Two-Tower candidate generation with LambdaMART re-ranking. Trained on MovieLens 1M. Achieves NDCG@10 of 0.143. A 3.5× improvement over the popularity baseline with sub-20ms end-to-end latency.
graph TD
A[User Request] --> B[FastAPI Service]
B --> C{Redis Cache?}
C -->|Hit| D[Return Cached]
C -->|Miss| E[Feature Store]
E --> F[Two-Tower Model\nUser Embedding]
F --> G[FAISS IVF Index\nANN Search — 500 candidates]
G --> H[Feature Enrichment\nUser + Item + Interaction]
H --> I[LightGBM LambdaMART\nLearning-to-Rank]
I --> J[Top-K Results]
J --> K[Prometheus Metrics]
Evaluated on MovieLens 1M test set (90/10 split by interaction time):
| Method | NDCG@10 | Recall@20 | MRR |
|---|---|---|---|
| Popularity baseline | 0.041 | 0.089 | 0.052 |
| Two-Tower (retrieval only) | 0.089 | 0.201 | 0.112 |
| Two-Tower + LambdaMART | 0.143 | 0.312 | 0.178 |
| Latency | p50 | p99 |
|---|---|---|
| Retrieval (FAISS ANN) | 6 ms | 14 ms |
| Ranking (LightGBM) | 12 ms | 28 ms |
| Full pipeline (end-to-end) | 18 ms | 43 ms |
Two-Tower + FAISS: Item embeddings are precomputed and indexed once. At query time only the user tower runs; IVF quantization with n_probe=10 gives a tunable accuracy/latency tradeoff at ~6ms.
LambdaMART over pointwise loss: Directly optimizes NDCG, accounting for rank position. Pointwise regression treats ranking as MSE; it isn't.

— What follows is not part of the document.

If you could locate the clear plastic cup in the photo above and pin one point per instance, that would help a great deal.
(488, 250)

BPR loss: Maximizes P(interacted item ranks above random non-interacted item). Correct inductive bias for implicit feedback — cross-entropy treats all unrated items as negatives.
Redis feature store: Training and serving use the same Redis keys and serialization. No divergent codepaths, no skew.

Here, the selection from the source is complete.